Phase II Study of Filgrastim (G-CSF) Plus ABVD in the Treatment of HIV-Associated Hodgkin's Disease

This study has been completed.
Sponsor:
Collaborator:
Amgen
Information provided by (Responsible Party):
National Institute of Allergy and Infectious Diseases (NIAID)
ClinicalTrials.gov Identifier:
NCT00000626
First received: November 2, 1999
Last updated: May 22, 2012
Last verified: May 2012
  Purpose

Primary: To assess the toxicity of chemotherapy with ABVD (doxorubicin / bleomycin / vinblastine / dacarbazine) when given with filgrastim ( granulocyte colony-stimulating factor; G-CSF ) in patients with underlying HIV infection and Hodgkin's disease; to observe the efficacy of ABVD and G-CSF in reducing tumor burden in HIV-infected patients with Hodgkin's disease.

Secondary: To determine the durability of tumor response to ABVD plus G-CSF over the 2-year study period; to observe the incidence of bacterial and opportunistic infections in HIV-infected patients with Hodgkin's disease receiving this regimen; to document quality of life of patients receiving this regimen.

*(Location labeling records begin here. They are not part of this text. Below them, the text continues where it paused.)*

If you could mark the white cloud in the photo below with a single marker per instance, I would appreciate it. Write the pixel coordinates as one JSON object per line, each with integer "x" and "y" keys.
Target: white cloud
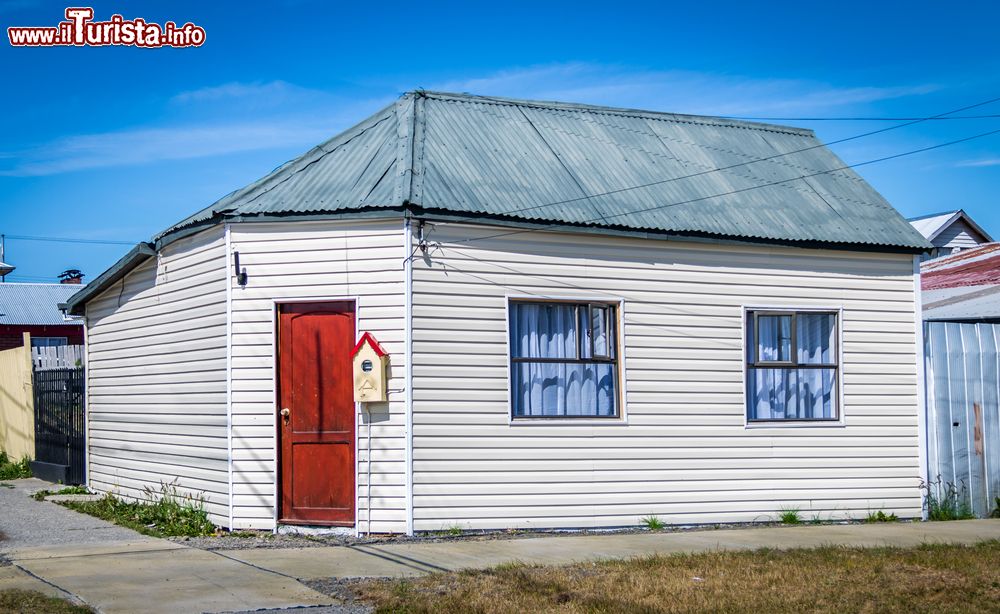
{"x": 237, "y": 117}
{"x": 678, "y": 91}
{"x": 271, "y": 91}
{"x": 140, "y": 146}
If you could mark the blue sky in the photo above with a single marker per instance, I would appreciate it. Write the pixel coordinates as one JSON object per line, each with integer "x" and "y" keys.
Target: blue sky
{"x": 119, "y": 143}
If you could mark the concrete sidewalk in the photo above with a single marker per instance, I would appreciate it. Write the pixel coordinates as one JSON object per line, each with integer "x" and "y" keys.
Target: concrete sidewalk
{"x": 415, "y": 558}
{"x": 61, "y": 553}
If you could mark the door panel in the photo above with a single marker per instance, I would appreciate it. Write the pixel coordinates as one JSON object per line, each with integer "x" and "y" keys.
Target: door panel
{"x": 315, "y": 382}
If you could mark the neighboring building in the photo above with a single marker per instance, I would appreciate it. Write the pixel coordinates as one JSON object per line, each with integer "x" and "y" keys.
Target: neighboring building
{"x": 34, "y": 309}
{"x": 950, "y": 232}
{"x": 563, "y": 350}
{"x": 961, "y": 300}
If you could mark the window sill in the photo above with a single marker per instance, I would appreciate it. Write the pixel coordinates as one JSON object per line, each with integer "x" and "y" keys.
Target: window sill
{"x": 801, "y": 424}
{"x": 615, "y": 421}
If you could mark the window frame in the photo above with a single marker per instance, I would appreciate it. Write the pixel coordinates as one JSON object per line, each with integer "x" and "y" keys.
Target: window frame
{"x": 615, "y": 334}
{"x": 793, "y": 364}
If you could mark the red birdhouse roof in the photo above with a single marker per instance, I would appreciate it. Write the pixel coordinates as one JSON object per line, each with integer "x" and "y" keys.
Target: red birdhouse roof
{"x": 370, "y": 340}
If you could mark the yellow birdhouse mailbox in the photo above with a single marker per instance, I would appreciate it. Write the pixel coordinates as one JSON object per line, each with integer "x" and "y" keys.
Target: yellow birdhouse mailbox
{"x": 370, "y": 361}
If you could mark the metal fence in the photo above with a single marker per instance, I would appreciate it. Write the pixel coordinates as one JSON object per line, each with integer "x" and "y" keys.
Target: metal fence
{"x": 59, "y": 420}
{"x": 58, "y": 357}
{"x": 963, "y": 408}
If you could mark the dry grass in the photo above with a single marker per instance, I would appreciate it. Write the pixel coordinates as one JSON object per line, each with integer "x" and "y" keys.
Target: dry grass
{"x": 925, "y": 579}
{"x": 30, "y": 602}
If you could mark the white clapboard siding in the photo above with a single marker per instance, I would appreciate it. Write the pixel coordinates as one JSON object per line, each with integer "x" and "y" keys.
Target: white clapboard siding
{"x": 157, "y": 377}
{"x": 291, "y": 261}
{"x": 685, "y": 453}
{"x": 959, "y": 235}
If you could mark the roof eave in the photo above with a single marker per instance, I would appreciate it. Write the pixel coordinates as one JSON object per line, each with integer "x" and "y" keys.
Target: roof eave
{"x": 137, "y": 255}
{"x": 662, "y": 235}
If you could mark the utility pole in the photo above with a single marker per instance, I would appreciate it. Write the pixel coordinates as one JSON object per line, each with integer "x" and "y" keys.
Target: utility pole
{"x": 5, "y": 268}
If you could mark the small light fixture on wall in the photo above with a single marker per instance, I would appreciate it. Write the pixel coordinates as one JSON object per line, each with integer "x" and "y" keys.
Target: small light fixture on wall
{"x": 241, "y": 273}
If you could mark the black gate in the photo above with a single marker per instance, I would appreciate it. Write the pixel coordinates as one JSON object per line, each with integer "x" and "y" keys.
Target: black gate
{"x": 60, "y": 446}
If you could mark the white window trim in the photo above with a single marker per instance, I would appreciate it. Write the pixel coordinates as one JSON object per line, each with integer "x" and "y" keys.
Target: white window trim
{"x": 617, "y": 421}
{"x": 841, "y": 421}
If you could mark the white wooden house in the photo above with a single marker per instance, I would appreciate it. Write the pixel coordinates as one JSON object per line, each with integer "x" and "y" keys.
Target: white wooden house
{"x": 591, "y": 315}
{"x": 950, "y": 233}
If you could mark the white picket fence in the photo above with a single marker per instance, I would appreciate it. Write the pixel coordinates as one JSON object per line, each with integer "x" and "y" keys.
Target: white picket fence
{"x": 57, "y": 357}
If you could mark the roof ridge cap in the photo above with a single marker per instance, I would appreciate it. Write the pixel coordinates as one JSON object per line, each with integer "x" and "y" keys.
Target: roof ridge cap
{"x": 626, "y": 111}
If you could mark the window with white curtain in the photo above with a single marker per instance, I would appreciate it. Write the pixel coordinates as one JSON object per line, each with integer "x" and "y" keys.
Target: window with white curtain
{"x": 564, "y": 360}
{"x": 792, "y": 365}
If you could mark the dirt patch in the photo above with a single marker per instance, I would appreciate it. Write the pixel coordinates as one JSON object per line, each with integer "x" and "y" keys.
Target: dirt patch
{"x": 247, "y": 540}
{"x": 924, "y": 579}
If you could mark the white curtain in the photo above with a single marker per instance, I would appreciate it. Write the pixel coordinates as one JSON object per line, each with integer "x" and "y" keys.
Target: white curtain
{"x": 556, "y": 388}
{"x": 775, "y": 341}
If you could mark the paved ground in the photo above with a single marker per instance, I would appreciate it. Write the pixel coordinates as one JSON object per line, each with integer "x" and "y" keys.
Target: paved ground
{"x": 62, "y": 553}
{"x": 412, "y": 559}
{"x": 59, "y": 552}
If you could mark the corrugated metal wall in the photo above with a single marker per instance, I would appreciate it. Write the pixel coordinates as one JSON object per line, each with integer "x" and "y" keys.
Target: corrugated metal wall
{"x": 963, "y": 405}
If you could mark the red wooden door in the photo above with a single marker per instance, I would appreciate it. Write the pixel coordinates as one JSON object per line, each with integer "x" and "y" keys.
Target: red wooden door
{"x": 316, "y": 413}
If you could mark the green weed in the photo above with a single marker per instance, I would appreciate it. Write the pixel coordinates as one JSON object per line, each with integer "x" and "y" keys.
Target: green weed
{"x": 653, "y": 523}
{"x": 166, "y": 513}
{"x": 14, "y": 470}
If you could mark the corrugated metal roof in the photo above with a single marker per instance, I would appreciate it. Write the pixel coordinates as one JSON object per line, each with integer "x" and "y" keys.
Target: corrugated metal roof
{"x": 978, "y": 266}
{"x": 35, "y": 304}
{"x": 963, "y": 286}
{"x": 548, "y": 162}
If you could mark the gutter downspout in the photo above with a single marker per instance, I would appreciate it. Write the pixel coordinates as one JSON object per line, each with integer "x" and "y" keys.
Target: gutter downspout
{"x": 229, "y": 366}
{"x": 920, "y": 351}
{"x": 408, "y": 370}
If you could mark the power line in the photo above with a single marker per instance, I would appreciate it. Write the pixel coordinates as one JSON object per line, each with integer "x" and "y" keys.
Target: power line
{"x": 68, "y": 240}
{"x": 854, "y": 119}
{"x": 754, "y": 161}
{"x": 754, "y": 187}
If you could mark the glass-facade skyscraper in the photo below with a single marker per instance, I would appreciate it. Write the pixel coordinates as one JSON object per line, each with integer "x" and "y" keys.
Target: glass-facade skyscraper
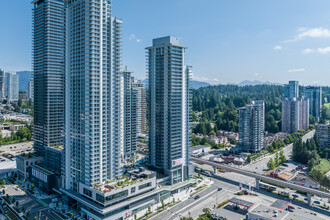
{"x": 295, "y": 114}
{"x": 12, "y": 87}
{"x": 314, "y": 94}
{"x": 251, "y": 126}
{"x": 93, "y": 111}
{"x": 2, "y": 85}
{"x": 169, "y": 109}
{"x": 48, "y": 82}
{"x": 141, "y": 106}
{"x": 291, "y": 90}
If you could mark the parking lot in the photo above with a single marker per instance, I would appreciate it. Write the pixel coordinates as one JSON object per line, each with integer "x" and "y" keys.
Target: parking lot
{"x": 16, "y": 149}
{"x": 29, "y": 204}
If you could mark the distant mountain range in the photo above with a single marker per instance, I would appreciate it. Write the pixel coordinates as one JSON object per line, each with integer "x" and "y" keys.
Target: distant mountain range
{"x": 23, "y": 77}
{"x": 256, "y": 82}
{"x": 194, "y": 84}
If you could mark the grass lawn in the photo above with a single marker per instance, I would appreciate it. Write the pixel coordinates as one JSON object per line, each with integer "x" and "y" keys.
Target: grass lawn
{"x": 325, "y": 165}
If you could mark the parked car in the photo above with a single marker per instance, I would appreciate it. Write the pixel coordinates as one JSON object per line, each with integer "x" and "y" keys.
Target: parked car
{"x": 291, "y": 207}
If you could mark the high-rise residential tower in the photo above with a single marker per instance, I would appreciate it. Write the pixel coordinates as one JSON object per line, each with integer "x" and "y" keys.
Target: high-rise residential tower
{"x": 30, "y": 89}
{"x": 2, "y": 85}
{"x": 252, "y": 126}
{"x": 48, "y": 80}
{"x": 94, "y": 113}
{"x": 323, "y": 133}
{"x": 295, "y": 114}
{"x": 169, "y": 108}
{"x": 129, "y": 122}
{"x": 314, "y": 94}
{"x": 12, "y": 87}
{"x": 291, "y": 90}
{"x": 141, "y": 106}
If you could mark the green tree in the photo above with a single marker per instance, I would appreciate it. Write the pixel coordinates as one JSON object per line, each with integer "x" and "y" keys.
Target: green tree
{"x": 277, "y": 160}
{"x": 212, "y": 133}
{"x": 163, "y": 204}
{"x": 206, "y": 211}
{"x": 270, "y": 164}
{"x": 282, "y": 157}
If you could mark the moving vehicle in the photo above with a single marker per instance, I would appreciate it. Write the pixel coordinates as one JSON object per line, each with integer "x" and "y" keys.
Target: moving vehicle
{"x": 221, "y": 170}
{"x": 267, "y": 187}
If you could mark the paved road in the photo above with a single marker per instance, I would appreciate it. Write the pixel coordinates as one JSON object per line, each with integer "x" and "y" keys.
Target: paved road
{"x": 175, "y": 211}
{"x": 261, "y": 165}
{"x": 30, "y": 204}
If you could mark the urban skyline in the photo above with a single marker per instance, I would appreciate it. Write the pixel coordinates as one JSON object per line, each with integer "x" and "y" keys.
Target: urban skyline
{"x": 87, "y": 140}
{"x": 304, "y": 39}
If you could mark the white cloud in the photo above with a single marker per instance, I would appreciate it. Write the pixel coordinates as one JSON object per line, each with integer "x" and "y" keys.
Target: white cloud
{"x": 257, "y": 75}
{"x": 133, "y": 37}
{"x": 308, "y": 50}
{"x": 296, "y": 70}
{"x": 324, "y": 50}
{"x": 278, "y": 47}
{"x": 319, "y": 32}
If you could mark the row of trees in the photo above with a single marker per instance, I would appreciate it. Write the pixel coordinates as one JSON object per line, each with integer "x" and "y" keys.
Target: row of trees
{"x": 279, "y": 160}
{"x": 219, "y": 104}
{"x": 22, "y": 135}
{"x": 205, "y": 141}
{"x": 310, "y": 153}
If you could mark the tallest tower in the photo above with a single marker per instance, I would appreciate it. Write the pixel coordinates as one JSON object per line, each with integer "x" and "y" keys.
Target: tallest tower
{"x": 49, "y": 71}
{"x": 92, "y": 144}
{"x": 169, "y": 108}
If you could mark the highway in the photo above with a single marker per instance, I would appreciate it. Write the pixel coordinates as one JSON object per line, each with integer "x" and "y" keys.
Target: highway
{"x": 262, "y": 177}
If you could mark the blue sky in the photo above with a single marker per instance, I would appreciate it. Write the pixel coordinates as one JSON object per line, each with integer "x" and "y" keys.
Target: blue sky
{"x": 227, "y": 40}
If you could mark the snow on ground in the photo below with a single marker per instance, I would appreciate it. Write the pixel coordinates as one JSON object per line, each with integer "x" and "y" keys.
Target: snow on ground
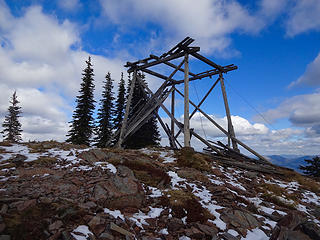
{"x": 233, "y": 232}
{"x": 167, "y": 155}
{"x": 257, "y": 201}
{"x": 255, "y": 234}
{"x": 81, "y": 232}
{"x": 105, "y": 165}
{"x": 310, "y": 197}
{"x": 155, "y": 192}
{"x": 140, "y": 217}
{"x": 164, "y": 231}
{"x": 175, "y": 179}
{"x": 206, "y": 202}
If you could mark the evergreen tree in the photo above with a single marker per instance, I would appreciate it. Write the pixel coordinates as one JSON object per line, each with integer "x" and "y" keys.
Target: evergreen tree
{"x": 313, "y": 167}
{"x": 119, "y": 106}
{"x": 82, "y": 123}
{"x": 148, "y": 134}
{"x": 105, "y": 114}
{"x": 12, "y": 127}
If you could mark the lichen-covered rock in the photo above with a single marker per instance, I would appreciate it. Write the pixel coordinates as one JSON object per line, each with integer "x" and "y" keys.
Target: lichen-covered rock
{"x": 120, "y": 191}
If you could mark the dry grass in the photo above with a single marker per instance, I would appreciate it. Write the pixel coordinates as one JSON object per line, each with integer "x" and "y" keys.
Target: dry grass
{"x": 39, "y": 147}
{"x": 272, "y": 192}
{"x": 187, "y": 157}
{"x": 5, "y": 144}
{"x": 44, "y": 161}
{"x": 35, "y": 171}
{"x": 5, "y": 166}
{"x": 276, "y": 200}
{"x": 184, "y": 203}
{"x": 144, "y": 171}
{"x": 305, "y": 182}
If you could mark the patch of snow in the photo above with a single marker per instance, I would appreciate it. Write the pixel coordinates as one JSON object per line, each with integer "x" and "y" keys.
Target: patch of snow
{"x": 206, "y": 202}
{"x": 184, "y": 238}
{"x": 155, "y": 192}
{"x": 310, "y": 197}
{"x": 168, "y": 159}
{"x": 140, "y": 218}
{"x": 256, "y": 201}
{"x": 214, "y": 181}
{"x": 175, "y": 179}
{"x": 112, "y": 168}
{"x": 255, "y": 234}
{"x": 81, "y": 229}
{"x": 237, "y": 185}
{"x": 233, "y": 232}
{"x": 270, "y": 222}
{"x": 81, "y": 168}
{"x": 114, "y": 213}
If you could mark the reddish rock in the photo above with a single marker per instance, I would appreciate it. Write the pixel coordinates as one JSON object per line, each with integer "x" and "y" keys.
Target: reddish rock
{"x": 194, "y": 233}
{"x": 97, "y": 225}
{"x": 55, "y": 226}
{"x": 175, "y": 224}
{"x": 26, "y": 204}
{"x": 2, "y": 227}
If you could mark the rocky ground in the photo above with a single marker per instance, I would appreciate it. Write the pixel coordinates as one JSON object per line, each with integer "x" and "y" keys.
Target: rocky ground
{"x": 50, "y": 190}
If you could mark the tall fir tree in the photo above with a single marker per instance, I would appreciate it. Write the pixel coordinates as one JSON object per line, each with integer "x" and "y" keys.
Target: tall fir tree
{"x": 82, "y": 124}
{"x": 119, "y": 106}
{"x": 148, "y": 134}
{"x": 12, "y": 127}
{"x": 105, "y": 114}
{"x": 312, "y": 168}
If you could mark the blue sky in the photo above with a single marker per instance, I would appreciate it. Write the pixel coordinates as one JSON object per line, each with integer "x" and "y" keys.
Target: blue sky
{"x": 275, "y": 44}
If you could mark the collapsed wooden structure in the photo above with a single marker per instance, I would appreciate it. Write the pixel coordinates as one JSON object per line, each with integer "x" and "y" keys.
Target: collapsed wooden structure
{"x": 142, "y": 114}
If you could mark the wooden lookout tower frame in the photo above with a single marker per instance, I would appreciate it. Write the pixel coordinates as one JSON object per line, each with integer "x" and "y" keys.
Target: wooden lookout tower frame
{"x": 182, "y": 51}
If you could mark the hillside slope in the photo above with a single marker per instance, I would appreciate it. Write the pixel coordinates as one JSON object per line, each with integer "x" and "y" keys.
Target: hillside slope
{"x": 50, "y": 190}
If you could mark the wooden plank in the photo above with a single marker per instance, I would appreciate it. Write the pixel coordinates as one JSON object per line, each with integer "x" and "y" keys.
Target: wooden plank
{"x": 147, "y": 113}
{"x": 230, "y": 126}
{"x": 226, "y": 132}
{"x": 156, "y": 62}
{"x": 207, "y": 143}
{"x": 204, "y": 75}
{"x": 186, "y": 102}
{"x": 207, "y": 61}
{"x": 200, "y": 103}
{"x": 126, "y": 114}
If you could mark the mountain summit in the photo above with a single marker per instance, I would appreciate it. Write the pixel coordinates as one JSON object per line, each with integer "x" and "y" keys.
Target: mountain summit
{"x": 51, "y": 190}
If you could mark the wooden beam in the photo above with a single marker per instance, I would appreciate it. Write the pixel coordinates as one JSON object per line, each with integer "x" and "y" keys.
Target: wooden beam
{"x": 207, "y": 74}
{"x": 207, "y": 61}
{"x": 200, "y": 103}
{"x": 162, "y": 60}
{"x": 186, "y": 102}
{"x": 126, "y": 114}
{"x": 230, "y": 126}
{"x": 172, "y": 111}
{"x": 149, "y": 111}
{"x": 225, "y": 132}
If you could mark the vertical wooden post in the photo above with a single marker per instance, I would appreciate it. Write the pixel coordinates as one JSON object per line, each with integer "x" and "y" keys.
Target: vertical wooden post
{"x": 126, "y": 114}
{"x": 186, "y": 129}
{"x": 172, "y": 112}
{"x": 230, "y": 126}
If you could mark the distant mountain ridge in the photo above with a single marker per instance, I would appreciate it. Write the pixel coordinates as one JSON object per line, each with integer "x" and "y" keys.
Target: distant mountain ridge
{"x": 290, "y": 161}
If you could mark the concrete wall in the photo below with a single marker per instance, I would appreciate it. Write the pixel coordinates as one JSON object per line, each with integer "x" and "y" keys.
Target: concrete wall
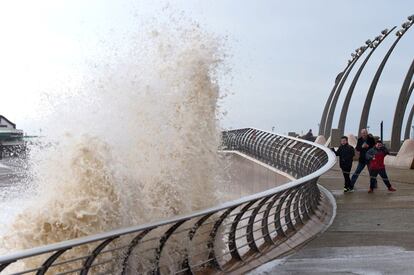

Addition of granulocyte colony-stimulating factor may prevent neutropenia caused by chemotherapy, allowing more timely administration of chemotherapy and improved response.


Condition Intervention Phase
HIV Infections
Hodgkin's Disease
Drug: Vinblastine sulfate
Drug: Dacarbazine
Drug: Filgrastim
Drug: Bleomycin sulfate
Drug: Doxorubicin hydrochloride
Phase 2

Study Type: Interventional
Study Design: Endpoint Classification: Efficacy Study
Primary Purpose: Treatment
Official Title: Phase II Study of Filgrastim (G-CSF) Plus ABVD in the Treatment of HIV-Associated Hodgkin's Disease

Resource links provided by NLM:


Further study details as provided by National Institute of Allergy and Infectious Diseases (NIAID):

Estimated Enrollment: 27
Study Completion Date: February 1999
Detailed Description:

Addition of granulocyte colony-stimulating factor may prevent neutropenia caused by chemotherapy, allowing more timely administration of chemotherapy and improved response.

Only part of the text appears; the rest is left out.